Le Premier ministre du Canada Justin Trudeau a procédé mercredi à un remaniement ministériel plus important qu’attendu, mettant ses troupes libérales en ordre de marche avant les élections législatives de 2019 dans un contexte de tensions commerciales et de montée du populisme.
A 15 mois des élections législatives, cette réorganisation gouvernementale doit redonner un second souffle aux libéraux de M. Trudeau qui sont talonnés de très près par l’opposition conservatrice dans les sondages.
Grande première au Canada, un ministère est dédié à la sécurité aux frontières car leur « intégrité » est « une priorité de premier ordre », a dit le dirigeant libéral en conférence de presse, assurant que cela allait permettre « une gestion appropriée des demandeurs d’asile ».
Le gouvernement fédéral compte désormais 34 ministres, contre 30 jusque-là, et plusieurs ministères ont été réorganisés avec comme leitmotiv: « tenir compte de l’évolution de l’économie mondiale », a résumé M. Trudeau.
Avec le repli protectionniste de Washington, premier partenaire commercial du Canada, « le contexte international est en train de changer », a observé Justin Trudeau. Vu « notre dépendance envers les Etats-unis en matière de commerce, ce serait une bonne idée de se diversifier un petit peu plus », a-t-il dit.
Ainsi, le ministère du Commerce international change de mains et de nom: il devient le ministère de la Diversification du commerce international et a désormais à sa tête Jim Carr, élu du Manitoba (centre) qui dirigeait jusque-là les Ressources Naturelles.
M. Carr pilotera notamment les négociations pour conclure un accord commercial avec les quatre pays sud-américains du Mercosur et défendra devant le Parlement la ratification de l’accord de libre-échange transpacifique (TPP) avec dix pays des deux rives du Pacifique.
L’épineux dossier de la renégociation de l’Accord de libre-échange nord-américain (Aléna), voulu par le président américain Donald Trump, reste toutefois dans le giron de la ministre des Affaires étrangères, Chrystia Freeland.
Proche de M. Trudeau, jusque-là ministre des Pêches, Dominic LeBlanc devient ministre des Affaires intergouvernementales, du Nord et du Commerce intérieur.
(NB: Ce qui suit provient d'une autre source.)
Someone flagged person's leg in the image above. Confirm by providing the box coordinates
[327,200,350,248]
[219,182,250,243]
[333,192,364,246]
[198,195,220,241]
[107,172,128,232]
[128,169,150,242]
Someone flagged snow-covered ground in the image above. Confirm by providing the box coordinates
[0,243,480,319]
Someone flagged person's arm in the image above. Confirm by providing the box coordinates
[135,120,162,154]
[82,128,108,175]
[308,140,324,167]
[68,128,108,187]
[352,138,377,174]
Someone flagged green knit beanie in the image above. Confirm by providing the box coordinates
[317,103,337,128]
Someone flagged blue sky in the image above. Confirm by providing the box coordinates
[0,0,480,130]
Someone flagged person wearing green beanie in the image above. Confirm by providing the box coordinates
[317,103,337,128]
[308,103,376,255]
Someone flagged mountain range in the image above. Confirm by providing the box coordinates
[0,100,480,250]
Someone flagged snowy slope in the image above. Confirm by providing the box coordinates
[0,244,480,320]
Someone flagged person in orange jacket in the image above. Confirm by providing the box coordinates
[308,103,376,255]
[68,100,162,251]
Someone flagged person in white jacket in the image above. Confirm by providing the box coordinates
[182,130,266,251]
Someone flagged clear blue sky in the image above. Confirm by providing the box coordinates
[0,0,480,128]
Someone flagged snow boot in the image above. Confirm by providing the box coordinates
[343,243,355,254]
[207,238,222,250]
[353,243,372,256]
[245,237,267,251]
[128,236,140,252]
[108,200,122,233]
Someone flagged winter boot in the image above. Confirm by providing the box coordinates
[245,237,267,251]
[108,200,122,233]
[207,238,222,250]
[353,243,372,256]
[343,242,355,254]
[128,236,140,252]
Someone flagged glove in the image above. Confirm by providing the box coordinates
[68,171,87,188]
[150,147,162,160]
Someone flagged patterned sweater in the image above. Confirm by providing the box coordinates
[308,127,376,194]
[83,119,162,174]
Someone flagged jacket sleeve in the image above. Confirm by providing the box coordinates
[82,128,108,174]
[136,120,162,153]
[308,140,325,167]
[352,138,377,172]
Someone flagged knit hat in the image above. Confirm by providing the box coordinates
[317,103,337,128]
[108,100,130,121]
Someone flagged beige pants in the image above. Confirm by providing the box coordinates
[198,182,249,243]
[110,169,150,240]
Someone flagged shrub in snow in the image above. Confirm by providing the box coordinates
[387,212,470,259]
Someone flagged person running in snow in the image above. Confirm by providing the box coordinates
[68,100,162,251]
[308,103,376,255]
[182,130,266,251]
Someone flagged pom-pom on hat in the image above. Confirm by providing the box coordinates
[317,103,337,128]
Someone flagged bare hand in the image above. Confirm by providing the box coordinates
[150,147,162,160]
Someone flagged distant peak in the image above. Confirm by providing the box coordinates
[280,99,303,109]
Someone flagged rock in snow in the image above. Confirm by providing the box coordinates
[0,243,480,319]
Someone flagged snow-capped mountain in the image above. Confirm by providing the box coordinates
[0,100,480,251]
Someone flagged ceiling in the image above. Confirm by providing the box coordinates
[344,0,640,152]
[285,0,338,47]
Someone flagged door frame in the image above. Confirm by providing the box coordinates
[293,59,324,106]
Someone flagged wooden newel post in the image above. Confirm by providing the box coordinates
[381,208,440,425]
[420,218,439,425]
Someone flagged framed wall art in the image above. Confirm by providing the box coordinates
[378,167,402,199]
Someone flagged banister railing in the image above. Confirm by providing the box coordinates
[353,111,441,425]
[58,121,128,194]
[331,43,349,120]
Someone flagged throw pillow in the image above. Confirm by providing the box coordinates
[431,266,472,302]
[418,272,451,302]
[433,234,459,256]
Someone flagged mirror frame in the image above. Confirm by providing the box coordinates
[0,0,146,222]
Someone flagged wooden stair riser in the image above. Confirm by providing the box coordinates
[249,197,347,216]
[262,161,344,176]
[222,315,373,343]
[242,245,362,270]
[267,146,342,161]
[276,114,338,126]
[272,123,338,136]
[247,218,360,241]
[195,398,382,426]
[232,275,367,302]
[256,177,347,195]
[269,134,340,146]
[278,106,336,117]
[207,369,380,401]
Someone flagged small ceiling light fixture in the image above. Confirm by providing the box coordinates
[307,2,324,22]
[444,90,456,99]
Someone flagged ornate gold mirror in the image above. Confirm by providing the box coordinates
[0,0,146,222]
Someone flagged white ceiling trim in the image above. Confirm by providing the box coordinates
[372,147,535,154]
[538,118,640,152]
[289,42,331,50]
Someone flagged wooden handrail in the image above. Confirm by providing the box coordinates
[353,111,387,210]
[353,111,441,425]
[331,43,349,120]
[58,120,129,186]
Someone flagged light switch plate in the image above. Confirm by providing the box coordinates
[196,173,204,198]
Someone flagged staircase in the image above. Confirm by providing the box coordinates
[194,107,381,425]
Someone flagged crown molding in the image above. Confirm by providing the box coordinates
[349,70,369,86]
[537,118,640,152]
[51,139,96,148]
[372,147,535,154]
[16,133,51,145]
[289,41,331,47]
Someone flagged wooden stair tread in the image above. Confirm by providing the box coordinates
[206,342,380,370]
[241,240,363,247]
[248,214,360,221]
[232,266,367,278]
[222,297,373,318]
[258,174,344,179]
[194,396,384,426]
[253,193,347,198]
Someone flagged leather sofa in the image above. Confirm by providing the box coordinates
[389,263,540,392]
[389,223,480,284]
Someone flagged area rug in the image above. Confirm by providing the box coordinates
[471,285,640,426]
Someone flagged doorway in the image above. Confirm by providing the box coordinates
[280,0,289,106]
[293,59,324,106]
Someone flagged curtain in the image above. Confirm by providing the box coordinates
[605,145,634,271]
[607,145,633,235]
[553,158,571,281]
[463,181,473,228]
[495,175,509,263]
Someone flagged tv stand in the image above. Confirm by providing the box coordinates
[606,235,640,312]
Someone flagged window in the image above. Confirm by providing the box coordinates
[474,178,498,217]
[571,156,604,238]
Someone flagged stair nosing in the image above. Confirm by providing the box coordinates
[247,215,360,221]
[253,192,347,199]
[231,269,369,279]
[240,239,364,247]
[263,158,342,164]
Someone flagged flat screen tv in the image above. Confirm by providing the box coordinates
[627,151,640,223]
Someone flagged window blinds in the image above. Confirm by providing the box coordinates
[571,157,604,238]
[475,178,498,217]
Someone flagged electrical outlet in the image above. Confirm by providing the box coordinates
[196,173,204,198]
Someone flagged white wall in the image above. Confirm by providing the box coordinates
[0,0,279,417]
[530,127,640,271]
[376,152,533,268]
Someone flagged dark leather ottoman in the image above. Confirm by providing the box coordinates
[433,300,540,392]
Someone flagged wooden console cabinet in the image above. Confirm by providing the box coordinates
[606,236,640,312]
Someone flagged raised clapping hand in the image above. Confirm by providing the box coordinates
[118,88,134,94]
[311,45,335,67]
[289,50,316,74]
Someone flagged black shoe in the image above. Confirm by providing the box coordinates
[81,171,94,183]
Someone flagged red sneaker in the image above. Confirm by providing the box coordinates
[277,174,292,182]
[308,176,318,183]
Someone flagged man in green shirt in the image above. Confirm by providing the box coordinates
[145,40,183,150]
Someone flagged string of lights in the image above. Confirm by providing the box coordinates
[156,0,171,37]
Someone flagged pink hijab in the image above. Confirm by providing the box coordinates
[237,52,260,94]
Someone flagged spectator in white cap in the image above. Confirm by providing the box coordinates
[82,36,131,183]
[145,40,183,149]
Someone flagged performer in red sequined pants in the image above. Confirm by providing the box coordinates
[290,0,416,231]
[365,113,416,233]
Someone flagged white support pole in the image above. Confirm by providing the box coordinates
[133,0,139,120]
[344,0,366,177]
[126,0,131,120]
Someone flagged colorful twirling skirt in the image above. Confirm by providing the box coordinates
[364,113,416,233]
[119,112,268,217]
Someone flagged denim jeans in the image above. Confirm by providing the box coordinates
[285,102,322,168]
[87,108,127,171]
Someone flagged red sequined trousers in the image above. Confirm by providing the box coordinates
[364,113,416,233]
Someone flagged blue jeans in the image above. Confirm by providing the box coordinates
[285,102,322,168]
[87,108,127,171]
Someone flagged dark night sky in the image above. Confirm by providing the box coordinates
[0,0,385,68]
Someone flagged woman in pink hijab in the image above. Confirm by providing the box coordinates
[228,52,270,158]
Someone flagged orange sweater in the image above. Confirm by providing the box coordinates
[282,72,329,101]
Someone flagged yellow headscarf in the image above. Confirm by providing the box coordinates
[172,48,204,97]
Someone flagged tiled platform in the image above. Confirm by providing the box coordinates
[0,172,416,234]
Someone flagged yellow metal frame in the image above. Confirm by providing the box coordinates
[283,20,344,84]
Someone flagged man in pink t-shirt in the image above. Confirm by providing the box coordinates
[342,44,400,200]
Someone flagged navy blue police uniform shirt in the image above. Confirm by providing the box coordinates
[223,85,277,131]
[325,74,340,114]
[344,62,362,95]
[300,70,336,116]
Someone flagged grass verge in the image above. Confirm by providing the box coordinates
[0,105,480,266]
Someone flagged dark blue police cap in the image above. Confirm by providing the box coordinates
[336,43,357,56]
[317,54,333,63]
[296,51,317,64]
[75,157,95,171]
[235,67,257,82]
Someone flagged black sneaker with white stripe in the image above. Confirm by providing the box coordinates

Cet Acadien aura la lourde tâche de gérer la relation entre le gouvernement fédéral et les autorités provinciales, alors que l’opposition conservatrice a le vent en poupe à travers le pays.
Des partis de droite pourraient ainsi être élus à la tête du Québec (est) en octobre et de l’Alberta (ouest) en mai prochain.
Déjà, les libéraux ont perdu en juin le pouvoir en Ontario: la province la plus peuplée et la plus riche du Canada a porté à sa tête le conservateur Doug Ford, responsable politique volontiers populiste, climato-sceptique, décidé à réduire la taille de l’Etat et à freiner de façon draconienne l’immigration. M. Ford témoigne du fait que le Canada n’est pas épargné par la vague internationale populiste-nationaliste.
Depuis l’élection de M. Trump et le resserrement des politiques américaines d’immigration, le Canada connaît un afflux de migrants, réguliers ou irréguliers, et l’immigration est devenue un sujet polarisant, bien que les chiffres des arrivées n’aient aucune commune mesure avec ceux des Etats-Unis ou de l’Europe.
C’est donc pour tenter de désamorcer ce sujet que M. Trudeau a créé le poste de ministre de la Sécurité frontalière et de la Réduction du crime organisé qu’il a confié à Bill Blair.
Ancien chef de la police de Toronto, M. Blair avait dirigé le dossier de la légalisation du cannabis et dirigera donc l’entrée en vigueur en octobre de cette mesure, en plus d’être « responsable de la migration irrégulière », dont « le flux a un impact » sur les Canadiens, a-t-il déclaré.
Ce remaniement, le troisième depuis l’élection de M. Trudeau en octobre 2015, est d’une plus grande ampleur qu’attendu. Entre le jeu des chaises musicales et les changements de prérogatives de certains ministères, 17 ministres sont concernés. La parité au conseil des ministres a été respectée.